AArnott / Library.Template

A template for a NuGet package with tests, stylecop, fxcop, versioning, and Azure Pipelines build ready to go.
MIT License
131 stars 26 forks source link

Hang dumps not uploaded on Azure pipelines for MacOS #167

Closed SteveBush closed 2 years ago

SteveBush commented 2 years ago

Hang dumps are not being uploaded on MacOS Azure pipeline agents. GitHub Actions work fine. When I open a TRX, the following dialog shows the relative path for a macOS hang dump (ignore the downloads folder prefix).

image

AArnott commented 2 years ago

Hang dumps aren't even created on macOS agents, by the look of it. Errors about the platform not supporting it.
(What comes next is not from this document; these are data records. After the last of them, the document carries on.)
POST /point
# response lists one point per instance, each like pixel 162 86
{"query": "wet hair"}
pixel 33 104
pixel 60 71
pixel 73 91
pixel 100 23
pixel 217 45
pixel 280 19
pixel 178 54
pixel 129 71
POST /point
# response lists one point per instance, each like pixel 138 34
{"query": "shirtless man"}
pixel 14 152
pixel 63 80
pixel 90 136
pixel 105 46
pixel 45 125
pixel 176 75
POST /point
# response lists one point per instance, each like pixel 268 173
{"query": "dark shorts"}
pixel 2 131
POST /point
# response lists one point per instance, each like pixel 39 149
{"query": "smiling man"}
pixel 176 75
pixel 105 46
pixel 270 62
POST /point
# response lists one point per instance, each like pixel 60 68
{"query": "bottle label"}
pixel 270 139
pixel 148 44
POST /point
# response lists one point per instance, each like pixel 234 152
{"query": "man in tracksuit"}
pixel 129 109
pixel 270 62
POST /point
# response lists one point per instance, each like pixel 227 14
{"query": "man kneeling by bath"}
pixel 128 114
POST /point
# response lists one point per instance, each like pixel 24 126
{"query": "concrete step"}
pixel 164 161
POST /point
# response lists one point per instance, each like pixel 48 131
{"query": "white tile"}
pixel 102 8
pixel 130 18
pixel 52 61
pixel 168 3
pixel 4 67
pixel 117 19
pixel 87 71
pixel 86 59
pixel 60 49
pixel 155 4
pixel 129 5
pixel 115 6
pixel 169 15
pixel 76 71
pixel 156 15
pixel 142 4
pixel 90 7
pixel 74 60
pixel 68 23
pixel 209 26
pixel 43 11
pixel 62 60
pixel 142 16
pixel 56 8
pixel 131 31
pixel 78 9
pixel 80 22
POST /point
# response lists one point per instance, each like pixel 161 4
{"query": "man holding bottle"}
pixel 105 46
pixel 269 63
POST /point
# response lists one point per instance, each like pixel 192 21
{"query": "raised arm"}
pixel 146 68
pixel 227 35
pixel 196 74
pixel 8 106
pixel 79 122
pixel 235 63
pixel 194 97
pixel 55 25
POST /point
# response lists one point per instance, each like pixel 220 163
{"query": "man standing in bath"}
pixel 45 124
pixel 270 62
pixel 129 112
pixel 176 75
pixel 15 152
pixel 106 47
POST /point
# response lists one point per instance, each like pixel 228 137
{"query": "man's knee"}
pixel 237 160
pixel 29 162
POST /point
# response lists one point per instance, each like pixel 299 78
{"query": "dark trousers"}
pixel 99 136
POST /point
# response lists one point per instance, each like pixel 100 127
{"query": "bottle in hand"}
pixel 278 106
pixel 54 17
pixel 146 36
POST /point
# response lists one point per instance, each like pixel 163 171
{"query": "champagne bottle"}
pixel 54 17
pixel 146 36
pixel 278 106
I wonder what GitHub Actions could possibly do differently since this appears to be a limitation in the dotnet test tooling.

Dmp files are created on linux and Windows, but I don't see them included in any published artifact. I know I had at least that working in the past. I'll have to investigate what happened and get that fixed.

SteveBush commented 2 years ago

I can verify that dmp files are created on the GitHub Action macOS agent when the testhost is forcibly closed due to a timeout. I had a deadlock in my code. Interestingly, if you look at build log, Blame says the platform is not supported yet a hangdump is being created.

Starting test execution, please wait...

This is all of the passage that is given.